Volker Perthes told the U.N. Security Council that “immediate confidence building measures and a visible commitment to bring the country back on a democratic transition path will be key.” He said Sudan will also have to take “demonstrable steps” for the international community to restore financial, economic and political support.
“This crisis is not over yet, but discussions on a way forward have begun,” he said.
The military takeover upended a fragile planned transition to democratic rule more than two years after a popular uprising forced the removal of longtime autocrat Omar al-Bashir and his Islamist government. Gen. Abdel-Fattah Burhan, who now heads the ruling body, and other military leaders dissolved the transitional government and arrested dozens of officials and politicians.
Prime Minister Abdalla Hamdok was reinstated last month amid international pressure in a deal that calls for an independent technocratic Cabinet under military oversight led by him. The agreement included the release of government officials and politicians detained since the coup.
The Nov. 21 deal, however, was rejected by the pro-democracy movement, which insists power be handed over to a civilian government to lead the transition. Their protests, which saw thousands of Sudanese back on the streets in Khartoum and other cities Monday, follow the slogan: “No negotiations, no compromise, no power-sharing” with the military.
Perthes said he cautiously welcomed the Nov. 21 agreement though it is “far from perfect.” But he said it can help avoid more bloodshed and provide a step toward dialogue and return to constitutional order.
At least 44 people were killed and hundreds injured in protests triggered by the coup, which Perthes blamed on “excessive use of force by security forces.”
“This has deepened the crisis and mobilized the so-called `street,’ which continues to organize regular mass demonstrations,” he said. “Many feel betrayed by the coup, and now reject any negotiations or partnership with the military.”

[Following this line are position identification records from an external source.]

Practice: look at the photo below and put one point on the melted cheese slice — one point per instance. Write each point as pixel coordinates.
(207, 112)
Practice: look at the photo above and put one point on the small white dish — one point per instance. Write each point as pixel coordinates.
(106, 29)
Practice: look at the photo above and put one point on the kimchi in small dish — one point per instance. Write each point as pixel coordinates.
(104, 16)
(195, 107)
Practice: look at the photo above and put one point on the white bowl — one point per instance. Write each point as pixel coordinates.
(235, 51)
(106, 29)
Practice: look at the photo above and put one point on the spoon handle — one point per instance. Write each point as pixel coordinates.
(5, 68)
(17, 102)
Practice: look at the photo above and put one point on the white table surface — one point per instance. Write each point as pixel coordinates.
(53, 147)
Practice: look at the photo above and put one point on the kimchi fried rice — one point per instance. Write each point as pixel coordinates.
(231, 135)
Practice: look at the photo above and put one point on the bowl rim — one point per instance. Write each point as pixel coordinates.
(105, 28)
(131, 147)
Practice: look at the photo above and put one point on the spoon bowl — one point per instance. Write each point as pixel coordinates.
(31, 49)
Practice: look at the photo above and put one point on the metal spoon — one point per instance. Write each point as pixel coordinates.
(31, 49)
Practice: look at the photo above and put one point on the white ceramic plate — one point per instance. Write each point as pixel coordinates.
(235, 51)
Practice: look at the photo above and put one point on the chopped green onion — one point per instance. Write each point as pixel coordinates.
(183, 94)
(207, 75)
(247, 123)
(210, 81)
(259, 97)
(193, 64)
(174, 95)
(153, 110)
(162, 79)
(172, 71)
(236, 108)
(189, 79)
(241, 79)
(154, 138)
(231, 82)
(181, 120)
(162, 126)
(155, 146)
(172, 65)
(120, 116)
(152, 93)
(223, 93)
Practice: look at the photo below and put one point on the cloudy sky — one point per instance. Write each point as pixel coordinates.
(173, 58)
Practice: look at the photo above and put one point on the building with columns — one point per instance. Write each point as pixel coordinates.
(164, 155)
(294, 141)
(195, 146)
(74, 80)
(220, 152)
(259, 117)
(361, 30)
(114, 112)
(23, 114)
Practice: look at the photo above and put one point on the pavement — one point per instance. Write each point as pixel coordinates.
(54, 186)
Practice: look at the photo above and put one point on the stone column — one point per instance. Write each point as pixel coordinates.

Perthes said the U.N. political mission in Sudan is prepared to facilitate a dialogue to address unresolved issues for the transitional period as well as broader questions for a new constitution.
He said progress in bridging the divide can be measured by a small number of short-term and medium-term indicators.
“For the immediate term, the main indicator has been the release of all political detainees, cease of arbitrary arrests, and the guarantee of the right to peaceful protest and assembly,” Perthes said. “Almost all civilians arrested since the coup have been released, which is a welcome step.”
But he said arbitrary arrests are reportedly continuing, especially during demonstrations.
Military and political leaders have promised to investigate the use of deadly violence against demonstrators, Perthes said accountability for human rights violations since the coup will be seen “as a critical indicator for progress, and could help to rebuild confidence.”
The U.N. envoy said three other important short-term indicators should also be watched: the ability of the prime minister to freely form a Cabinet of technocrats, the lifting of the state of emergency declared Oct. 25, and the restoration of freedom of the press.
Over the next few months, Perthes said, “the main indicator for a return to a democratic transition path will be the restoration of political space” that is particularly important ahead of elections in July 2023 when power is to be handed over to an elected civilian government. He said elections may even be held earlier than planned.
The U.N. envoy said the decision by donors to “pause” development assistance to Sudan after the coup “is having significant impact on the livelihoods of the Sudanese people and risks rolling back the hard-won achievements of the last two years.”
While those in power need to regain the trust of the international community, Perthes urged council members and donors “to take a balanced approach and not to pause aid for too long, and consider the speedy resumption of funding” for health services and livelihoods “to ensure that the Sudanese people do not continue to bear the brunt of the political crisis.”
Perthes also expressed deep concern at the resurgence of intercommunal conflicts and banditry in Darfur, Blue Nile and the Kordofans where the U.N. has received reports of “a significant rise in the killing of civilians, destruction of property and displacements, as well as sexual violence against women and girls.”